I understand that this Macmillan CEO thinks that by making it harder to get the Macmillan books at the library for months that people will go out and get annoyed and 'just buy it'. I know library people, a lot of them, I live with some of them, and I work with all of them, and, I say this with 100% certainty (oops, had to correct that from 1200% certainty), almost no one will 'just buy it'. They'll do one of two things, wait or just take it off their list of to reads.

I really wonder if when the CEO writes that he talked to 35 networks or libraries or whatever he talked to fellow Library CEOs. Because, these days, there are two kinds of library directors, there are library directors who came up through the ranks and are actual librarians, and then there are library directors who are basically CEO Business types who are brought in to 'run' the place while others do the library stuff. That would be my guess. He talked to his own people, got a warped view of what actual public librarians wanted, and t hen was like, 'WAH? But, but, but....' when the backlash hit. And, I do love a good librarian backlash. Everyone thinks we're shrinking violets. Yeah, you haven't seen me use one word to shut up 5 teen boys who are a foot taller than me (the word is 'Stop', not yelled, just spoken like they're misbehaving 5 year olds, and, it works 99.9% of the time).
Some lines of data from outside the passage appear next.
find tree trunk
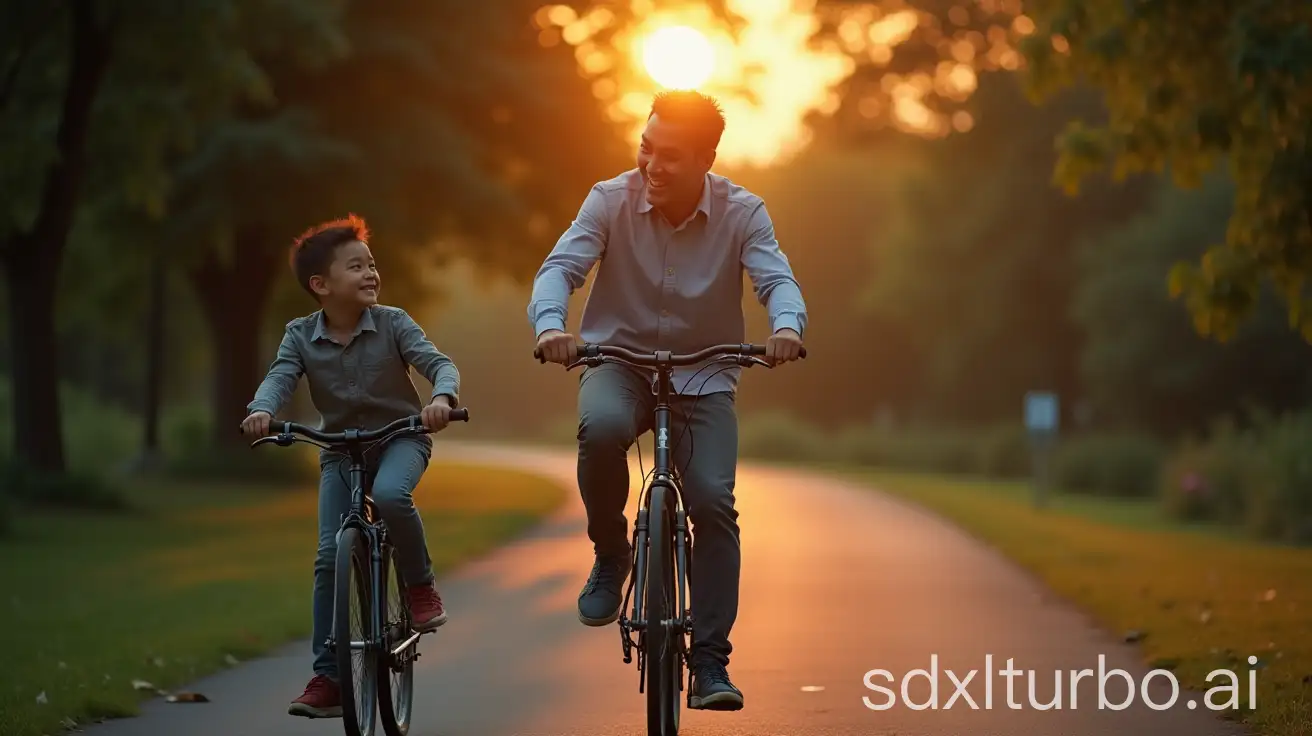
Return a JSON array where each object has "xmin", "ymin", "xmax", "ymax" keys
[
  {"xmin": 141, "ymin": 253, "xmax": 166, "ymax": 457},
  {"xmin": 0, "ymin": 3, "xmax": 113, "ymax": 474},
  {"xmin": 189, "ymin": 225, "xmax": 278, "ymax": 448}
]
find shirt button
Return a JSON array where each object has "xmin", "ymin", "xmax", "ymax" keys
[{"xmin": 666, "ymin": 267, "xmax": 674, "ymax": 275}]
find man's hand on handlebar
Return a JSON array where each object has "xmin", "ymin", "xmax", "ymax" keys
[
  {"xmin": 241, "ymin": 410, "xmax": 272, "ymax": 438},
  {"xmin": 766, "ymin": 327, "xmax": 804, "ymax": 365},
  {"xmin": 421, "ymin": 395, "xmax": 454, "ymax": 432},
  {"xmin": 535, "ymin": 328, "xmax": 577, "ymax": 365}
]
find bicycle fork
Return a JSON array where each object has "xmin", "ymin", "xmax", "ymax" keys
[{"xmin": 619, "ymin": 493, "xmax": 694, "ymax": 697}]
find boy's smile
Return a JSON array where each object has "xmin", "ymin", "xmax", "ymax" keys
[{"xmin": 320, "ymin": 240, "xmax": 380, "ymax": 307}]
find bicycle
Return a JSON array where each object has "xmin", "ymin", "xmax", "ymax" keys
[
  {"xmin": 535, "ymin": 341, "xmax": 805, "ymax": 736},
  {"xmin": 248, "ymin": 410, "xmax": 469, "ymax": 736}
]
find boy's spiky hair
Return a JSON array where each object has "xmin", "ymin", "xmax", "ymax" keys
[
  {"xmin": 649, "ymin": 90, "xmax": 726, "ymax": 151},
  {"xmin": 288, "ymin": 214, "xmax": 370, "ymax": 298}
]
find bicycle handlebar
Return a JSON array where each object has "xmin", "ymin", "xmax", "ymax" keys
[
  {"xmin": 249, "ymin": 409, "xmax": 469, "ymax": 447},
  {"xmin": 533, "ymin": 342, "xmax": 806, "ymax": 366}
]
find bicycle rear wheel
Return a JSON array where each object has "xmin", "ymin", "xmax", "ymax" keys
[
  {"xmin": 644, "ymin": 485, "xmax": 680, "ymax": 735},
  {"xmin": 376, "ymin": 544, "xmax": 415, "ymax": 736},
  {"xmin": 335, "ymin": 526, "xmax": 378, "ymax": 736}
]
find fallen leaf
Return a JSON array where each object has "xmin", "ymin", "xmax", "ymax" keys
[
  {"xmin": 166, "ymin": 692, "xmax": 210, "ymax": 703},
  {"xmin": 35, "ymin": 691, "xmax": 47, "ymax": 704},
  {"xmin": 131, "ymin": 680, "xmax": 156, "ymax": 692},
  {"xmin": 224, "ymin": 654, "xmax": 239, "ymax": 666},
  {"xmin": 152, "ymin": 657, "xmax": 165, "ymax": 668}
]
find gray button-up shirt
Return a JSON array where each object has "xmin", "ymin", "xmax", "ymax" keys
[
  {"xmin": 527, "ymin": 169, "xmax": 808, "ymax": 395},
  {"xmin": 248, "ymin": 305, "xmax": 460, "ymax": 433}
]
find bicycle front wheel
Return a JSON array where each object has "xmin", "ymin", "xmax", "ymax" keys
[
  {"xmin": 644, "ymin": 485, "xmax": 680, "ymax": 736},
  {"xmin": 335, "ymin": 526, "xmax": 378, "ymax": 736}
]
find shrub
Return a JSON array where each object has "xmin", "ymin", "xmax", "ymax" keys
[
  {"xmin": 1160, "ymin": 412, "xmax": 1312, "ymax": 543},
  {"xmin": 738, "ymin": 411, "xmax": 833, "ymax": 464},
  {"xmin": 0, "ymin": 458, "xmax": 129, "ymax": 512},
  {"xmin": 1053, "ymin": 432, "xmax": 1166, "ymax": 497},
  {"xmin": 972, "ymin": 423, "xmax": 1031, "ymax": 479}
]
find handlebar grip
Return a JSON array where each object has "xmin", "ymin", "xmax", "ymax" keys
[{"xmin": 450, "ymin": 407, "xmax": 470, "ymax": 422}]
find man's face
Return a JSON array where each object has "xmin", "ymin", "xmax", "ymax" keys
[
  {"xmin": 637, "ymin": 113, "xmax": 714, "ymax": 210},
  {"xmin": 312, "ymin": 240, "xmax": 380, "ymax": 307}
]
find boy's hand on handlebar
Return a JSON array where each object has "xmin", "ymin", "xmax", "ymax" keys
[
  {"xmin": 422, "ymin": 395, "xmax": 453, "ymax": 431},
  {"xmin": 535, "ymin": 329, "xmax": 576, "ymax": 365},
  {"xmin": 766, "ymin": 328, "xmax": 804, "ymax": 364},
  {"xmin": 241, "ymin": 411, "xmax": 272, "ymax": 438}
]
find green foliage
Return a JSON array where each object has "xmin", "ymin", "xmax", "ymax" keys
[
  {"xmin": 1052, "ymin": 432, "xmax": 1165, "ymax": 497},
  {"xmin": 1072, "ymin": 171, "xmax": 1312, "ymax": 433},
  {"xmin": 0, "ymin": 459, "xmax": 128, "ymax": 512},
  {"xmin": 1161, "ymin": 412, "xmax": 1312, "ymax": 543},
  {"xmin": 858, "ymin": 72, "xmax": 1152, "ymax": 423},
  {"xmin": 1019, "ymin": 0, "xmax": 1312, "ymax": 342}
]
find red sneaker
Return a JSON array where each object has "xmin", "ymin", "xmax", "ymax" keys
[
  {"xmin": 287, "ymin": 674, "xmax": 341, "ymax": 718},
  {"xmin": 407, "ymin": 582, "xmax": 448, "ymax": 631}
]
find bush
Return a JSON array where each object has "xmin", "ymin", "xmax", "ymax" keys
[
  {"xmin": 1160, "ymin": 412, "xmax": 1312, "ymax": 543},
  {"xmin": 160, "ymin": 403, "xmax": 320, "ymax": 484},
  {"xmin": 0, "ymin": 458, "xmax": 129, "ymax": 512},
  {"xmin": 738, "ymin": 411, "xmax": 834, "ymax": 464},
  {"xmin": 1053, "ymin": 432, "xmax": 1166, "ymax": 497},
  {"xmin": 972, "ymin": 423, "xmax": 1031, "ymax": 479}
]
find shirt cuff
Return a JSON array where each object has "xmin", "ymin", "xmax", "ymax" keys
[
  {"xmin": 534, "ymin": 315, "xmax": 567, "ymax": 338},
  {"xmin": 771, "ymin": 314, "xmax": 803, "ymax": 336},
  {"xmin": 431, "ymin": 382, "xmax": 460, "ymax": 407}
]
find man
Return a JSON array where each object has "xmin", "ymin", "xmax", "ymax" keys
[{"xmin": 527, "ymin": 90, "xmax": 807, "ymax": 711}]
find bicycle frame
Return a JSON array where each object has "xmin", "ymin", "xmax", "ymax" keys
[{"xmin": 536, "ymin": 341, "xmax": 806, "ymax": 716}]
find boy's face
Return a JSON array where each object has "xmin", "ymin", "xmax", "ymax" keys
[{"xmin": 310, "ymin": 240, "xmax": 380, "ymax": 307}]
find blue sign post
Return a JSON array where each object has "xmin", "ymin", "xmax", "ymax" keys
[{"xmin": 1024, "ymin": 391, "xmax": 1059, "ymax": 508}]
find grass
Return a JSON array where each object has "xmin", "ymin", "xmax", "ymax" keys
[
  {"xmin": 0, "ymin": 459, "xmax": 567, "ymax": 736},
  {"xmin": 827, "ymin": 466, "xmax": 1312, "ymax": 736}
]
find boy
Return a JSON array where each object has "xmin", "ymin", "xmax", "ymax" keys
[{"xmin": 240, "ymin": 214, "xmax": 460, "ymax": 718}]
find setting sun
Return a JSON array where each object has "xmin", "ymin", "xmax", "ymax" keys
[{"xmin": 641, "ymin": 25, "xmax": 715, "ymax": 89}]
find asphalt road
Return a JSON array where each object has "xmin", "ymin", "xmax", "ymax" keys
[{"xmin": 83, "ymin": 441, "xmax": 1249, "ymax": 736}]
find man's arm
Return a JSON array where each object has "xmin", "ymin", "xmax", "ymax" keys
[
  {"xmin": 394, "ymin": 309, "xmax": 461, "ymax": 407},
  {"xmin": 247, "ymin": 327, "xmax": 304, "ymax": 417},
  {"xmin": 741, "ymin": 200, "xmax": 808, "ymax": 336},
  {"xmin": 526, "ymin": 183, "xmax": 609, "ymax": 337}
]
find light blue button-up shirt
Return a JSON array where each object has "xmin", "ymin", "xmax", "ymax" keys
[{"xmin": 527, "ymin": 169, "xmax": 808, "ymax": 395}]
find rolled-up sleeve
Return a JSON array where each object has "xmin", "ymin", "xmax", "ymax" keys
[
  {"xmin": 527, "ymin": 183, "xmax": 609, "ymax": 337},
  {"xmin": 394, "ymin": 309, "xmax": 461, "ymax": 406},
  {"xmin": 741, "ymin": 201, "xmax": 808, "ymax": 336}
]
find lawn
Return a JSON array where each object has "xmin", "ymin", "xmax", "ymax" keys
[
  {"xmin": 831, "ymin": 467, "xmax": 1312, "ymax": 736},
  {"xmin": 0, "ymin": 460, "xmax": 567, "ymax": 736}
]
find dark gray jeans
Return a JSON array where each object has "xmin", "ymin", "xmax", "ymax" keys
[
  {"xmin": 576, "ymin": 363, "xmax": 740, "ymax": 670},
  {"xmin": 312, "ymin": 434, "xmax": 434, "ymax": 679}
]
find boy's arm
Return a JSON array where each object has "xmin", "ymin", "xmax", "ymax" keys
[
  {"xmin": 741, "ymin": 200, "xmax": 808, "ymax": 336},
  {"xmin": 394, "ymin": 309, "xmax": 460, "ymax": 407},
  {"xmin": 526, "ymin": 182, "xmax": 608, "ymax": 337},
  {"xmin": 247, "ymin": 327, "xmax": 304, "ymax": 417}
]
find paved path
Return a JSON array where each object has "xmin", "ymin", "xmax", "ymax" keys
[{"xmin": 83, "ymin": 441, "xmax": 1248, "ymax": 735}]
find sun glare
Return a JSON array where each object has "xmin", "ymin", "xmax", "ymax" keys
[
  {"xmin": 533, "ymin": 1, "xmax": 1031, "ymax": 168},
  {"xmin": 642, "ymin": 25, "xmax": 715, "ymax": 89}
]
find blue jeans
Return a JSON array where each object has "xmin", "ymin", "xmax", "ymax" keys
[{"xmin": 311, "ymin": 435, "xmax": 434, "ymax": 679}]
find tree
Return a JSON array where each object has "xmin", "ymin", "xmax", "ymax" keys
[
  {"xmin": 857, "ymin": 72, "xmax": 1152, "ymax": 425},
  {"xmin": 0, "ymin": 0, "xmax": 346, "ymax": 473},
  {"xmin": 1073, "ymin": 172, "xmax": 1312, "ymax": 435},
  {"xmin": 1019, "ymin": 0, "xmax": 1312, "ymax": 342},
  {"xmin": 160, "ymin": 0, "xmax": 629, "ymax": 446}
]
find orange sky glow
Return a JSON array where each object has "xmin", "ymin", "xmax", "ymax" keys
[{"xmin": 534, "ymin": 0, "xmax": 1039, "ymax": 168}]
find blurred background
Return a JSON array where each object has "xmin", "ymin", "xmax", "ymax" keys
[{"xmin": 3, "ymin": 0, "xmax": 1309, "ymax": 541}]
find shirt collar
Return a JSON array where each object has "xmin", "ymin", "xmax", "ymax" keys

ETA: The ALA's response is on point too: http://www.ala.org/news/member-news/2019/10/ala-responds-macmillan-letter

Oh, and, Vice is wrong about the Select Libraries in select areas. Every library network (and if you belong to an extra thing called Overdrive Advantage every Overdrive Advantage library) can buy a permanent copy. Then to buy more that's where the 8 weeks of waiting while the hold list gets longer and longer comes in. I mean, yeesh, if this was in place when the Comey book came out. There were something like 200 holds on the ebook, so, one copy for 200 holds, three weeks for each person. You maybe get to the third person on hold before the windowing is over. 8 weeks later and three people have read the book you've bought??... not good.